Databases are the heart of every system. They also tend to be the source of many problems.
In this post I would like to summarise best practices for implementing databases and caching for cloud native apps.
Many developers and many architects start with RDB as a default data store. RDB market is the most mature one, there are countless database frameworks available, many developers know SQL really well.
You can use RDB as key-value store, full-text search engine, JSON documents store, or time-series store.
All above is true. But does one size really fit all?
As a refresher here are some database types you should remember about when designing/implementing your cloud native app. They are highly specialised databases designed to do their job really well.
- Key Value
- Full-text search
You can find an excellent summary of those in AWS database paper Enter the Purpose-Built Database Era. The paper contains description of each of the technology, examples, pros and cons. I highly recommend you read it!
If you run a cloud native app, perhaps even multi-tenant one, you are for sure using infrastructure-as-code paradigm. I touched on this already in my previous article in this series: Building cloud native apps: Codebase.
Database changes and database versioning should be no different. You must not apply changes to your databases in a manual way. Further every database change should be versioned, and this is especially important if you have, for example, 6 scrum teams working on the same product.
While database schema changes happen for all database types (including NoSQL ones) in case of RDB you must make explicit changes in both database schema and application code.
For relational database migrations and versioning, I'm using migrator. It's a super lightweight and super fast database migration tool written in Go. It runs as a docker container and exposes simple yet powerful GraphQL API. All migrations applied by migrator are grouped into versions for traceability, auditing, and compliance purposes.
migrator supports PostgreSQL, MySQL (and all its major flavours), and MS SQL. It supports multi-tenancy out of the box. It can read migrations from local disk, AWS S3, or Azure Blob Containers. It also out-performs other database migration frameworks like the leading Java tool FlywayDB. It can also sync already executed migrations from legacy frameworks.
I cannot stress enough how important caching is. Caching should be implemented at multiple levels. Just like CPU caches are organised into hierarchy of L1, L2, some even use L3 and L4 caches. You should investigate implementing caching strategy in your distributed applications.

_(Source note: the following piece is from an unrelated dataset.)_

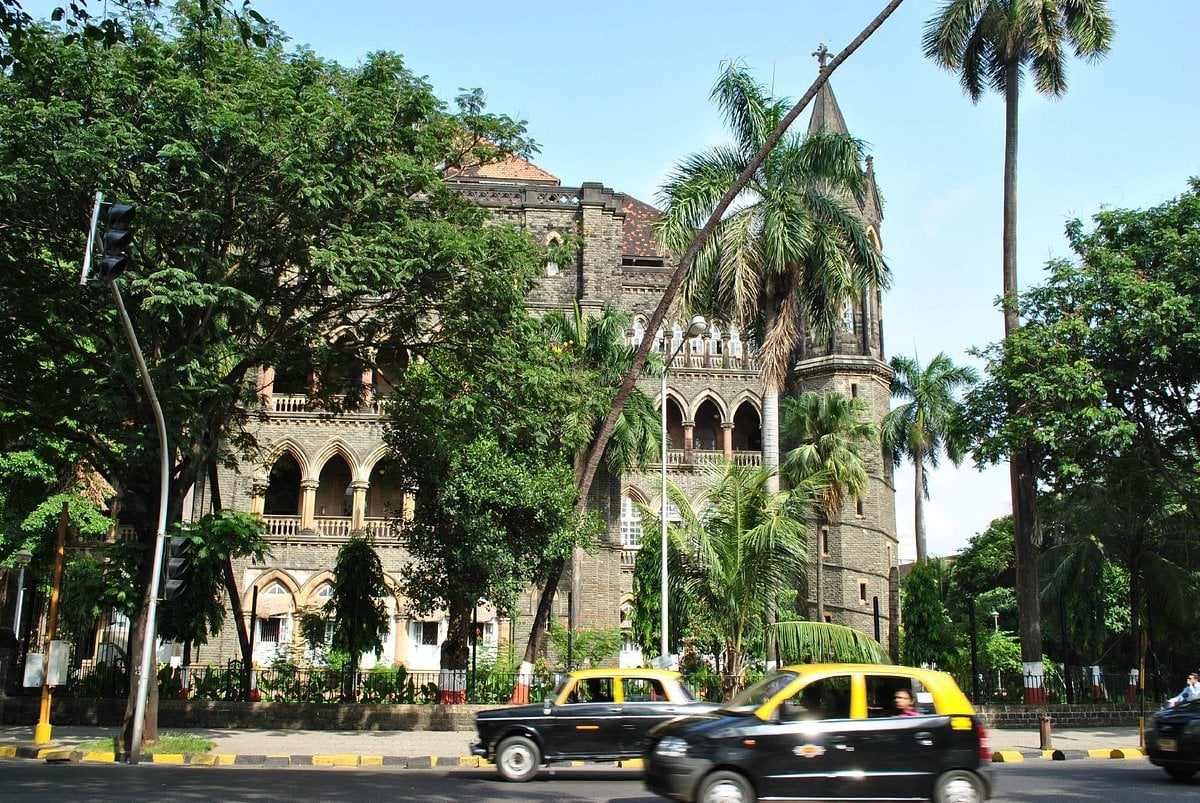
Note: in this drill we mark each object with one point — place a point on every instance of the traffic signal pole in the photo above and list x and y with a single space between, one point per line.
150 634
117 244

For a reference this is how I do it in my SaaS product:
- Hibernate L1 cache - session-level cache, enabled by default;
- Hibernate L2 cache - session factory-level cache, application-wide cache for data entities, we use Infinispan as a L2 cache implementation, other options include JBoss Cache2;
- Application cache - application-wide cache for business objects, implemented using Guava Cache;
- Distributed cache - implemented using a cluster of Redis nodes;
- Web content cache - not related to databases, but mentioning for completeness, all the static content like web pages, JS, CSS should be cached (and served by CDN).
Caching can drastically improve performance of your application. Depending on the scale of your operations this can be hundreds of millions of operations a day!
Important thing to remember is that different types of data may require different expiration time. It's best to write down all the requirements beforehand. You don't want to have stale data in your caches, on the other hand too short expiration times will lead to performance degradation.
Connection pooling is a must for session-based database like for example RDBs. Connection pooling prepares, opens, and maintains ready-to-use database connections. When application needs a database connection it fetches one from the pool and returns it when no longer needs it. Connection pooling helps to better manage the database resources, greatly removing database connection fluctuations.
For those running serverless applications (for example running thousands of functions) and using relational databases as backends the fluctuations of database connections can cause a lot of unnecessary processing on the DB side. If you are running on AWS I highly recommend you to use AWS RDS Proxy in front-of your AWS RDS database. Have your Lambdas talk to the proxy and the proxy will offload all the work required to pool and maintain database connections for your serverless application.
I assume you do the basic stuff already: CPU, memory, disk space, read IOPS, write IOPS.
If you see high CPU usage or free memory dropping to zero it's information that something is wrong. But these metrics won't tell you what.
You need to have a more in-depth monitoring.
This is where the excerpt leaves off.